Tuesday, February 2, 2010

Pastry items

A lot of my life feels, to overuse the empty cliche of my generation, random. This randomness operates at both the macro and micro levels -- my academic and avocational interests; the clothes and jewelry I acquire and wear; my inability to properly descend or ascend a staircase, because I'll suddenly, inexplicably, last-second decide to take two steps rather than one, inevitably losing my balance and looking like a flailing pinwheel-armed idiot.
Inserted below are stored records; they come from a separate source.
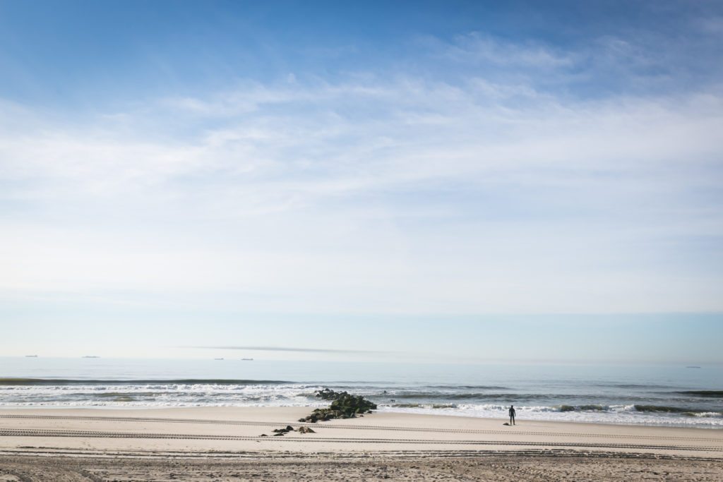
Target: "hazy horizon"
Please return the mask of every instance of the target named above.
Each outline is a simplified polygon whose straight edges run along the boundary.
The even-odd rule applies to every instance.
[[[0,45],[4,356],[723,363],[723,4],[0,0]]]

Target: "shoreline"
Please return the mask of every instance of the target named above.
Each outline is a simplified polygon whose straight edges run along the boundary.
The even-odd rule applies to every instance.
[[[358,452],[543,449],[696,455],[723,459],[723,431],[700,428],[506,420],[375,411],[364,417],[300,423],[304,407],[0,410],[0,450],[37,446],[104,449],[184,447]],[[274,436],[274,429],[310,427]],[[261,436],[265,434],[267,436]],[[179,443],[179,441],[183,441]]]
[[[723,478],[723,431],[388,412],[298,421],[310,411],[0,410],[0,481]],[[273,435],[286,425],[315,433]]]

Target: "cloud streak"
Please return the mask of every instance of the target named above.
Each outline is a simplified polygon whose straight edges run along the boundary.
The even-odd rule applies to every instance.
[[[469,68],[299,73],[70,126],[4,104],[4,125],[25,115],[0,134],[0,289],[257,311],[723,309],[719,90],[581,98],[549,79],[577,82],[586,52],[474,35],[440,51]]]
[[[248,351],[280,351],[304,353],[345,353],[345,354],[367,354],[387,353],[393,352],[374,350],[335,350],[331,348],[299,348],[282,346],[192,346],[189,348],[205,348],[213,350],[244,350]]]

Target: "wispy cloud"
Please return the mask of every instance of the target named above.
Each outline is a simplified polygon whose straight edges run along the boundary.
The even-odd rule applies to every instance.
[[[189,348],[205,348],[213,350],[244,350],[246,351],[281,351],[308,353],[346,353],[373,354],[390,353],[391,352],[373,350],[334,350],[331,348],[299,348],[283,346],[191,346]]]
[[[239,306],[282,311],[723,309],[720,273],[686,248],[723,236],[716,88],[580,98],[519,69],[575,82],[584,52],[445,48],[501,73],[299,74],[69,126],[25,111],[0,134],[0,288],[252,293]],[[27,111],[0,109],[4,125]]]

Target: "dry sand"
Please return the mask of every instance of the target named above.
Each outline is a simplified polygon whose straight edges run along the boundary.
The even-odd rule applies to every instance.
[[[296,421],[309,411],[0,411],[0,482],[723,481],[719,430],[385,413]],[[316,433],[273,436],[287,425]]]

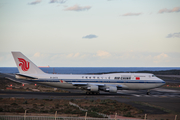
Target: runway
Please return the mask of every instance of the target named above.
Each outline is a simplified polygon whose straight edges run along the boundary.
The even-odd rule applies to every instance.
[[[6,74],[7,75],[7,74]],[[4,77],[6,76],[4,75]],[[1,75],[2,76],[2,75]],[[3,76],[2,76],[3,77]],[[13,75],[8,77],[14,79]],[[16,79],[15,79],[16,80]],[[180,83],[180,80],[165,80],[168,83]],[[118,90],[117,93],[100,92],[100,95],[86,95],[81,90],[69,90],[70,93],[57,92],[17,92],[0,90],[0,98],[24,98],[24,99],[111,99],[122,103],[130,104],[136,108],[142,109],[144,113],[166,114],[165,111],[173,111],[180,114],[180,89],[161,87],[150,91],[150,95],[146,95],[147,90]],[[150,104],[158,106],[158,108],[145,106],[142,104]],[[163,110],[162,110],[163,109]]]
[[[166,111],[180,114],[180,90],[156,88],[150,95],[146,91],[121,90],[116,94],[101,93],[100,95],[86,95],[85,93],[55,93],[55,92],[15,92],[0,91],[0,98],[24,98],[24,99],[111,99],[130,104],[142,109],[145,113],[166,114]],[[151,107],[143,104],[150,104]]]
[[[150,91],[150,95],[146,95],[146,90],[118,90],[117,93],[101,92],[100,95],[86,95],[85,93],[78,93],[78,90],[70,90],[73,93],[57,93],[57,92],[16,92],[16,91],[0,91],[0,97],[23,97],[23,98],[37,98],[37,99],[52,99],[57,97],[82,97],[82,96],[96,96],[96,97],[148,97],[148,98],[180,98],[180,89],[165,89],[155,88]]]

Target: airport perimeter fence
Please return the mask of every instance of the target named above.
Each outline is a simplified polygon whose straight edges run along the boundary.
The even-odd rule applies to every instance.
[[[0,120],[142,120],[137,118],[130,119],[109,119],[109,118],[79,118],[79,117],[49,117],[49,116],[6,116],[1,115]]]

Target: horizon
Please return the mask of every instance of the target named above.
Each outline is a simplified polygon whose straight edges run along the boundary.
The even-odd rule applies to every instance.
[[[52,67],[180,67],[179,0],[0,0],[0,67],[11,51]]]

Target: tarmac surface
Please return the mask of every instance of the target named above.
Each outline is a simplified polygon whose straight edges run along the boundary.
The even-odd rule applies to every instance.
[[[1,75],[2,76],[2,75]],[[8,76],[10,77],[10,76]],[[13,76],[12,76],[13,77]],[[177,76],[176,76],[177,77]],[[179,76],[178,76],[179,77]],[[168,83],[180,83],[180,80],[165,80]],[[69,90],[70,93],[57,92],[15,92],[0,90],[0,98],[25,99],[111,99],[130,104],[142,109],[145,113],[166,114],[169,112],[180,114],[180,88],[155,88],[150,90],[118,90],[117,93],[100,92],[100,95],[86,95],[81,90]]]

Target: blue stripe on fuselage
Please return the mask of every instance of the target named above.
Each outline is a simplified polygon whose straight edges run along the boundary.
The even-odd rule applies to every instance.
[[[60,80],[28,80],[32,82],[60,82]],[[65,82],[73,83],[165,83],[163,80],[70,80],[64,79]]]

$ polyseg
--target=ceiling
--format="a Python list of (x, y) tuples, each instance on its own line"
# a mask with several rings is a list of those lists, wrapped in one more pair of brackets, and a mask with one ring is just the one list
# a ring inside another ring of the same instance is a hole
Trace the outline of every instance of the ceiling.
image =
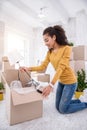
[(0, 20), (27, 27), (66, 23), (82, 10), (87, 13), (87, 0), (0, 0)]

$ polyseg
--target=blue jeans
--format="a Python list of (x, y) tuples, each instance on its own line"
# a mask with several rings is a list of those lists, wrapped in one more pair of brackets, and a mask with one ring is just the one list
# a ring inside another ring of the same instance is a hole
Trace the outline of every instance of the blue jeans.
[(87, 103), (81, 102), (79, 99), (72, 100), (76, 88), (77, 83), (58, 83), (56, 91), (56, 108), (60, 113), (68, 114), (87, 108)]

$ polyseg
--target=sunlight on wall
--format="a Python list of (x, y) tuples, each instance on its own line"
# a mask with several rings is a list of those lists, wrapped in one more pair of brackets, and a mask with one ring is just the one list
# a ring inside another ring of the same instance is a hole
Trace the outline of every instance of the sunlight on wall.
[(7, 53), (17, 50), (24, 57), (24, 59), (20, 61), (20, 64), (23, 66), (28, 64), (29, 40), (16, 33), (8, 32), (6, 42)]
[(8, 52), (17, 49), (20, 52), (24, 50), (24, 41), (20, 38), (20, 36), (8, 33)]

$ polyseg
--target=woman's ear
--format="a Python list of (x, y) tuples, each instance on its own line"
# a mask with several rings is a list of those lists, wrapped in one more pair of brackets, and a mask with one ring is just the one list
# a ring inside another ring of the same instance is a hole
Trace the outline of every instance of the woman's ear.
[(53, 40), (54, 40), (54, 41), (56, 40), (56, 35), (53, 35)]

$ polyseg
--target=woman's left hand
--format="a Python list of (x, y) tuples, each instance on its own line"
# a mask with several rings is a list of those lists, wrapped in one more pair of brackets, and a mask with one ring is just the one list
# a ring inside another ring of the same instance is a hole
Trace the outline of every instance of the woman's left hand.
[(47, 97), (52, 91), (53, 91), (53, 88), (50, 85), (48, 85), (47, 87), (43, 89), (42, 94), (44, 97)]

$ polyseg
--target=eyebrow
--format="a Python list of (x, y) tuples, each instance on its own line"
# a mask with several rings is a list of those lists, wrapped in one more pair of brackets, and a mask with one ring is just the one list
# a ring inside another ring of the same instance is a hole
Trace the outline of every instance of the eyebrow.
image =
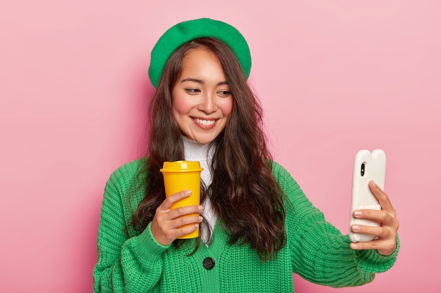
[[(180, 81), (181, 83), (185, 82), (197, 82), (198, 84), (205, 84), (204, 82), (204, 81), (201, 80), (201, 79), (198, 79), (192, 78), (192, 77), (186, 78), (186, 79), (184, 79)], [(218, 83), (218, 84), (216, 84), (216, 86), (222, 86), (222, 85), (224, 85), (224, 84), (228, 84), (228, 82), (227, 82), (227, 81), (220, 82)]]

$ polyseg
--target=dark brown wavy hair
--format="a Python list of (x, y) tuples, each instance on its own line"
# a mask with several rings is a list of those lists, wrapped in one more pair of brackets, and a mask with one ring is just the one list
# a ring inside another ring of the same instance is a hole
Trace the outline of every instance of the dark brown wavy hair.
[(172, 113), (171, 93), (187, 52), (201, 48), (218, 57), (233, 98), (225, 128), (211, 143), (214, 148), (213, 179), (203, 193), (209, 197), (230, 244), (249, 244), (261, 259), (268, 260), (286, 242), (284, 195), (272, 175), (272, 156), (266, 144), (259, 100), (247, 84), (235, 55), (213, 38), (185, 43), (164, 67), (149, 108), (145, 197), (135, 212), (132, 226), (139, 233), (145, 229), (166, 198), (159, 171), (163, 162), (184, 159), (182, 134)]

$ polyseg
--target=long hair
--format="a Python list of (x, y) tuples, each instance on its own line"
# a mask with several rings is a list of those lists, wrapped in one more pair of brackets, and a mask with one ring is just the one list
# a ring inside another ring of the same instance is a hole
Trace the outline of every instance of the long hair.
[[(272, 175), (272, 156), (263, 131), (262, 109), (247, 84), (231, 49), (216, 39), (203, 37), (184, 44), (164, 67), (149, 108), (149, 141), (145, 168), (144, 199), (132, 222), (142, 231), (165, 200), (159, 169), (165, 161), (184, 159), (181, 132), (172, 112), (171, 93), (189, 50), (203, 48), (219, 58), (233, 98), (232, 112), (223, 131), (211, 142), (213, 178), (204, 195), (230, 237), (230, 243), (249, 244), (268, 260), (286, 242), (284, 195)], [(202, 198), (204, 200), (204, 198)]]

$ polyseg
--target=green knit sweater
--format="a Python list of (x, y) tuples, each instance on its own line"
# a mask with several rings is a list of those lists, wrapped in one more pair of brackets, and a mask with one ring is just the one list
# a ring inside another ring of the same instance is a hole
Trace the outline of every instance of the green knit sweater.
[(126, 223), (144, 196), (143, 188), (133, 188), (142, 182), (136, 174), (143, 163), (140, 159), (120, 167), (106, 184), (94, 268), (95, 293), (292, 292), (293, 272), (318, 284), (357, 286), (372, 281), (375, 273), (395, 261), (397, 252), (385, 256), (350, 249), (349, 237), (325, 221), (276, 163), (273, 174), (292, 204), (286, 204), (287, 242), (276, 258), (263, 262), (249, 245), (229, 245), (219, 219), (209, 246), (201, 245), (190, 256), (194, 240), (178, 249), (161, 245), (150, 224), (139, 235), (129, 228), (128, 236)]

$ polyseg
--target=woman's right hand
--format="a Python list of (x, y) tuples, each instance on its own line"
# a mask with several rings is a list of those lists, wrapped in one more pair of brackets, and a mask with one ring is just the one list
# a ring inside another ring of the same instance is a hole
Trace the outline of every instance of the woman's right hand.
[[(175, 202), (187, 197), (191, 193), (191, 190), (182, 190), (175, 193), (166, 198), (156, 209), (151, 222), (151, 233), (160, 245), (170, 245), (176, 238), (196, 230), (199, 223), (202, 221), (202, 217), (200, 216), (182, 216), (201, 212), (204, 208), (200, 205), (170, 209)], [(185, 225), (191, 226), (182, 227)]]

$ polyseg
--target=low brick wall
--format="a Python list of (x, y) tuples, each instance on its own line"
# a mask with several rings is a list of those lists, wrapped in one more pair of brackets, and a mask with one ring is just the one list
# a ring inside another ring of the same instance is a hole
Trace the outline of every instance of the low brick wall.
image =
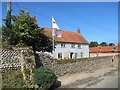
[(111, 56), (98, 57), (68, 64), (57, 64), (55, 60), (52, 60), (50, 57), (48, 58), (48, 56), (44, 54), (40, 54), (39, 56), (43, 66), (54, 70), (57, 76), (82, 71), (93, 71), (99, 68), (111, 66), (113, 64)]

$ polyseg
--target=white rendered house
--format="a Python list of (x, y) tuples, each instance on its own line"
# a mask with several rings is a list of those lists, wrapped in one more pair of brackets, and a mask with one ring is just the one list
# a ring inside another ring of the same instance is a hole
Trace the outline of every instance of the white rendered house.
[[(52, 29), (44, 28), (45, 34), (52, 37)], [(73, 58), (88, 58), (89, 44), (81, 35), (80, 30), (77, 32), (68, 32), (61, 30), (61, 37), (54, 37), (57, 44), (53, 57), (56, 59), (73, 59)]]

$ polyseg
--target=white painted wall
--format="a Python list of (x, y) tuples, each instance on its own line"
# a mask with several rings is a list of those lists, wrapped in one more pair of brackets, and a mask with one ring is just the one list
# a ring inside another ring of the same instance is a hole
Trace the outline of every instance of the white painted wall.
[(83, 53), (82, 58), (88, 58), (89, 45), (81, 44), (81, 48), (78, 48), (78, 44), (75, 44), (75, 48), (72, 48), (71, 43), (65, 43), (65, 47), (61, 47), (61, 43), (57, 43), (53, 56), (58, 59), (58, 53), (62, 53), (62, 59), (70, 58), (70, 52), (73, 52), (73, 58), (75, 58), (75, 53), (77, 53), (77, 58), (81, 58), (81, 52)]

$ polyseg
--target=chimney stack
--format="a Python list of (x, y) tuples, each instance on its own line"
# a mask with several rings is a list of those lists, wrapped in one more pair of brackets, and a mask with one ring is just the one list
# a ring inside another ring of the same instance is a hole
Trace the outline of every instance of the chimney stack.
[(80, 29), (78, 28), (77, 33), (80, 34)]
[(34, 16), (34, 23), (37, 23), (36, 16)]

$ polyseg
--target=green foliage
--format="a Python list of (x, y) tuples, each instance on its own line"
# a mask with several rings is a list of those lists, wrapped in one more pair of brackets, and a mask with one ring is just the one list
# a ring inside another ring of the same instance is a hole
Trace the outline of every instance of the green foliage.
[(80, 61), (85, 61), (88, 60), (88, 58), (76, 58), (76, 59), (66, 59), (66, 60), (58, 60), (58, 64), (67, 64), (67, 63), (74, 63), (74, 62), (80, 62)]
[(48, 90), (57, 81), (55, 73), (45, 67), (37, 68), (33, 75), (35, 83), (42, 86), (43, 89)]
[(99, 44), (96, 41), (91, 41), (90, 44), (89, 44), (90, 47), (97, 47), (98, 45)]
[(109, 46), (115, 46), (115, 44), (114, 43), (109, 43)]
[(100, 43), (100, 46), (108, 46), (106, 42)]
[(2, 88), (23, 88), (26, 85), (21, 71), (11, 71), (2, 74)]
[(23, 85), (23, 88), (26, 90), (35, 90), (35, 87), (33, 85), (30, 85), (30, 84)]
[[(7, 16), (8, 17), (8, 16)], [(32, 46), (34, 51), (52, 51), (52, 39), (44, 34), (44, 28), (38, 27), (34, 17), (28, 11), (11, 16), (12, 24), (3, 26), (3, 42), (8, 45)]]

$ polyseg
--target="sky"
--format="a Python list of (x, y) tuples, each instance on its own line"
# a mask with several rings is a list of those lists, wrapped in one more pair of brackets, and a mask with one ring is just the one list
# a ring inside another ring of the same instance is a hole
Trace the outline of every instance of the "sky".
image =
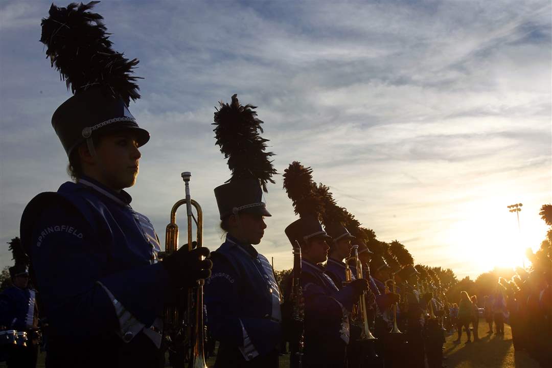
[[(50, 121), (70, 94), (39, 42), (50, 3), (0, 2), (1, 268), (26, 204), (70, 180)], [(475, 278), (521, 263), (544, 239), (549, 1), (102, 1), (95, 10), (114, 48), (140, 61), (142, 98), (130, 109), (151, 138), (128, 191), (162, 243), (183, 171), (205, 245), (222, 242), (213, 190), (230, 171), (211, 124), (234, 93), (258, 106), (279, 173), (310, 166), (340, 206), (416, 263)], [(296, 218), (274, 179), (257, 249), (289, 269), (284, 229)], [(518, 230), (506, 206), (519, 202)], [(184, 227), (185, 211), (177, 216)]]

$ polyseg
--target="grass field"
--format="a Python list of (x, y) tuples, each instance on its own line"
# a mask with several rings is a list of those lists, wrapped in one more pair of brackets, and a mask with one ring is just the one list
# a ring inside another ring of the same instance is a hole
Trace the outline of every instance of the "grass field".
[[(489, 325), (484, 319), (479, 322), (480, 341), (465, 344), (468, 340), (463, 332), (460, 344), (453, 342), (455, 332), (447, 338), (444, 364), (447, 368), (539, 368), (539, 364), (524, 351), (514, 351), (512, 344), (512, 329), (504, 325), (504, 335), (487, 334)], [(544, 368), (544, 367), (543, 367)]]
[[(484, 320), (479, 323), (478, 342), (466, 344), (468, 340), (465, 332), (462, 335), (461, 342), (455, 344), (453, 342), (457, 337), (457, 333), (447, 338), (444, 345), (444, 364), (448, 368), (540, 368), (540, 366), (524, 351), (514, 351), (512, 344), (512, 330), (505, 324), (504, 335), (488, 334), (488, 326)], [(472, 340), (473, 337), (472, 337)], [(40, 354), (37, 367), (42, 367), (44, 354)], [(208, 360), (207, 365), (212, 367), (214, 358)], [(0, 362), (0, 367), (6, 367), (5, 363)], [(287, 356), (280, 358), (280, 367), (289, 367)], [(405, 367), (405, 368), (407, 368)]]

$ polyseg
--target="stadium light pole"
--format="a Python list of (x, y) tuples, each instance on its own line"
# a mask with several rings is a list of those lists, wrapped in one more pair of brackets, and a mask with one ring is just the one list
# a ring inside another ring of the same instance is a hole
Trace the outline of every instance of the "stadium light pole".
[[(507, 206), (508, 209), (511, 212), (516, 212), (516, 215), (517, 216), (518, 219), (518, 231), (519, 233), (519, 242), (521, 243), (521, 226), (519, 226), (519, 212), (521, 212), (521, 207), (523, 205), (522, 203), (516, 203), (516, 204), (510, 205)], [(522, 246), (523, 244), (521, 244)], [(523, 268), (525, 268), (525, 256), (522, 259), (522, 261), (523, 263)]]

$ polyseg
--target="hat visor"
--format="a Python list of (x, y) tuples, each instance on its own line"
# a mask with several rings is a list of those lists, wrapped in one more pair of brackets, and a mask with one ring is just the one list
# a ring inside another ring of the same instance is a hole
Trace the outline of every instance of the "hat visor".
[(120, 132), (130, 132), (132, 133), (138, 143), (138, 147), (141, 147), (145, 145), (150, 140), (150, 132), (145, 129), (142, 129), (135, 125), (126, 124), (113, 124), (110, 126), (108, 125), (105, 127), (98, 130), (100, 134), (110, 134)]
[(272, 215), (270, 213), (268, 212), (267, 210), (266, 206), (256, 206), (255, 207), (250, 207), (249, 208), (244, 209), (240, 211), (243, 214), (251, 214), (252, 215), (261, 215), (262, 216), (267, 216), (269, 217)]

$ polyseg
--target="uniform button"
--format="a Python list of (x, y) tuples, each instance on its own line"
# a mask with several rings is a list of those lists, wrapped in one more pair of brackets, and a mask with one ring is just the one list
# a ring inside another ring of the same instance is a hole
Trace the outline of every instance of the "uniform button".
[(128, 343), (132, 339), (132, 336), (134, 336), (132, 333), (130, 331), (129, 331), (128, 332), (125, 333), (124, 335), (123, 335), (123, 339)]

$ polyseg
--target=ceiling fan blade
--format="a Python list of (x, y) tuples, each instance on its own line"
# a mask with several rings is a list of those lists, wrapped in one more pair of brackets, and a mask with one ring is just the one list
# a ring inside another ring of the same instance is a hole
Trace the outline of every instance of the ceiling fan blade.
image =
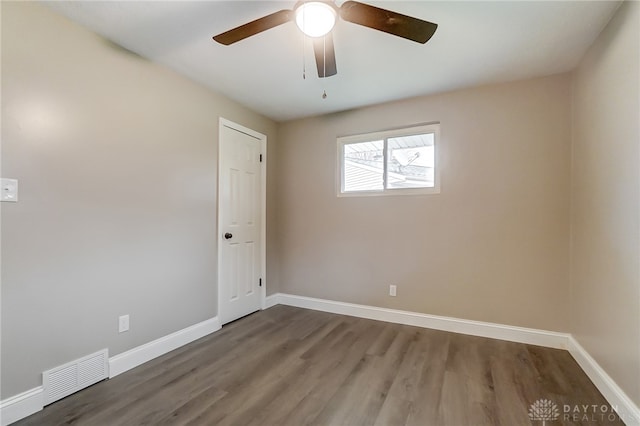
[(336, 52), (333, 49), (333, 37), (328, 33), (324, 37), (313, 39), (313, 53), (316, 56), (318, 77), (331, 77), (336, 75)]
[(340, 7), (340, 17), (345, 21), (363, 25), (417, 43), (426, 43), (438, 28), (433, 22), (402, 15), (357, 1), (346, 1)]
[(281, 10), (271, 15), (264, 16), (262, 18), (251, 21), (247, 24), (240, 25), (224, 33), (214, 36), (213, 39), (218, 43), (228, 46), (240, 40), (244, 40), (247, 37), (261, 33), (278, 25), (284, 24), (291, 20), (293, 11)]

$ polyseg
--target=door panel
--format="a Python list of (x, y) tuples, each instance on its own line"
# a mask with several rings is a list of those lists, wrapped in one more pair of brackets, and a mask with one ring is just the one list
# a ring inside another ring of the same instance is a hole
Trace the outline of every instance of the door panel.
[(221, 125), (219, 150), (220, 321), (260, 309), (261, 140)]

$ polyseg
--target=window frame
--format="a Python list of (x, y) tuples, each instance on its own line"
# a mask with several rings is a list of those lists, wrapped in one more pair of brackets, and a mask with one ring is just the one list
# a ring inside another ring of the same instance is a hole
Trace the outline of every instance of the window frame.
[[(419, 134), (433, 134), (433, 186), (425, 188), (387, 188), (388, 139)], [(344, 191), (344, 147), (345, 145), (383, 141), (383, 188), (381, 190)], [(338, 197), (376, 197), (397, 195), (428, 195), (440, 193), (440, 123), (419, 124), (397, 129), (382, 130), (358, 135), (339, 136), (337, 142), (336, 194)]]

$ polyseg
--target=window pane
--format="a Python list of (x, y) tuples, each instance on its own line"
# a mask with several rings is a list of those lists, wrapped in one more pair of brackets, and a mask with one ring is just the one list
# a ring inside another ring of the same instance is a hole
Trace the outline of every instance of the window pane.
[(384, 141), (344, 145), (344, 191), (382, 191)]
[(388, 139), (388, 189), (434, 186), (433, 140), (433, 133)]

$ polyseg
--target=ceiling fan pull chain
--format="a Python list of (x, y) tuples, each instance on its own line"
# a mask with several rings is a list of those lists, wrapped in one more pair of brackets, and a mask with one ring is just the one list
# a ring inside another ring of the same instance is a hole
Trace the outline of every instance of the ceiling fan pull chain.
[[(327, 77), (327, 36), (324, 35), (322, 37), (322, 65), (324, 67), (324, 71), (322, 72), (322, 77)], [(322, 80), (322, 85), (324, 86), (324, 80)], [(327, 91), (322, 89), (322, 99), (327, 99)]]

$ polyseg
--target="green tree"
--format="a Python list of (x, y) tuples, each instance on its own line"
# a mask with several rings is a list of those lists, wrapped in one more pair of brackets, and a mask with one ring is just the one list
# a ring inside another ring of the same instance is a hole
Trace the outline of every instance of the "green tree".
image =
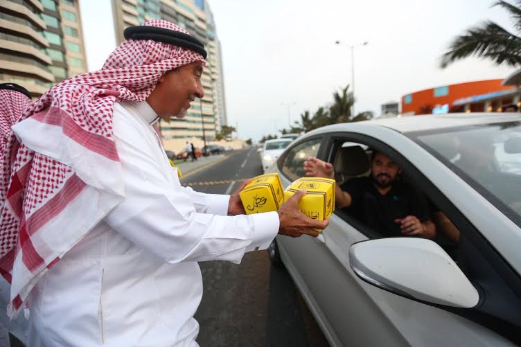
[(471, 55), (488, 59), (496, 64), (510, 66), (521, 65), (521, 0), (513, 5), (504, 1), (495, 2), (493, 6), (506, 10), (514, 21), (516, 33), (510, 33), (491, 21), (467, 29), (450, 44), (449, 50), (441, 57), (441, 66), (445, 68), (454, 62)]
[(333, 93), (333, 103), (329, 107), (329, 124), (350, 121), (351, 107), (355, 102), (355, 98), (348, 89), (349, 84), (342, 88), (339, 93), (338, 91)]
[(361, 122), (362, 121), (369, 121), (370, 119), (373, 119), (373, 118), (374, 114), (373, 112), (371, 112), (371, 111), (364, 111), (364, 112), (360, 112), (357, 114), (356, 116), (351, 119), (350, 121)]
[(311, 118), (310, 123), (308, 125), (306, 131), (312, 130), (317, 127), (323, 127), (333, 124), (331, 123), (330, 114), (325, 107), (320, 107), (317, 112), (313, 114), (313, 118)]

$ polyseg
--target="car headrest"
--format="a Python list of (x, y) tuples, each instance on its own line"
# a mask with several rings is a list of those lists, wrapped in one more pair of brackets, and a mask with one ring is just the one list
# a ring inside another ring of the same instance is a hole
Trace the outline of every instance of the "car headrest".
[(337, 153), (335, 171), (347, 176), (360, 176), (371, 169), (369, 159), (360, 145), (343, 147)]

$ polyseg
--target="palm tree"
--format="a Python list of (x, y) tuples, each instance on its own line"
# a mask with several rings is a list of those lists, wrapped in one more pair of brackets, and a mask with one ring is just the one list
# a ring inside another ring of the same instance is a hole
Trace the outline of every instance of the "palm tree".
[[(510, 66), (521, 65), (521, 0), (512, 5), (499, 1), (493, 5), (501, 6), (510, 12), (514, 21), (516, 33), (512, 33), (490, 21), (479, 26), (468, 29), (463, 35), (457, 37), (449, 51), (441, 57), (441, 66), (445, 68), (452, 62), (470, 55), (491, 60), (497, 64)], [(518, 35), (516, 35), (518, 34)]]
[(312, 120), (311, 114), (308, 110), (304, 111), (304, 113), (300, 115), (301, 123), (299, 126), (302, 128), (302, 131), (307, 132), (313, 129)]
[(321, 106), (313, 114), (313, 118), (311, 118), (310, 130), (317, 129), (317, 127), (330, 124), (333, 124), (330, 121), (330, 114), (327, 109)]
[(346, 123), (351, 118), (351, 107), (355, 102), (353, 93), (348, 91), (349, 84), (341, 90), (341, 93), (335, 91), (333, 94), (333, 104), (329, 107), (329, 124)]

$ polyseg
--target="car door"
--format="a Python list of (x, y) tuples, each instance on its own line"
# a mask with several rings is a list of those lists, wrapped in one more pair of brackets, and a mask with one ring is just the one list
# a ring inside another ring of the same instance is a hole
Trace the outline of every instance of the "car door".
[[(308, 157), (325, 154), (319, 150), (323, 139), (327, 141), (324, 137), (302, 140), (285, 152), (279, 161), (283, 186), (304, 176), (302, 165)], [(360, 290), (348, 267), (346, 250), (367, 237), (335, 215), (330, 222), (327, 232), (317, 238), (277, 238), (283, 260), (328, 341), (333, 346), (376, 346), (382, 339), (389, 346), (406, 344), (371, 298)]]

That's why I'm so fascinated by people who seem immanently ordered, exuding a soothingly coherent stability and scientific repeatability in everything from folding a shirt to eating a meal. I like to observe these people as they undertake some mundane task and mentally record the steps and their sequence. Sometimes, I do this to steal the script and later, secretly, replicate these sequences in situations I find particularly perplexing (dealing with waitstaff/store clerks/bartenders springs instantly to mind). But I also just take childish, gleeful pleasure at the elegance of a particularly ordered performance, wherein every detail is invested with infinite precision and care. I'm sure the observed parties would be surprised by the joy these undoubtedly unconscious, mechanized actions bring to me, and it's possible that they would see their reliance on rigidity not so much therapeutic as neurotic. But like the crucial role that nymphs or angels play in the fantasy life of dreamy pre-teen girls, these mythical ordered beings, leading lives so completely alien to mine, are absolutely essential to my view of reality. It's nice to get the occasional visitor's pass into their world.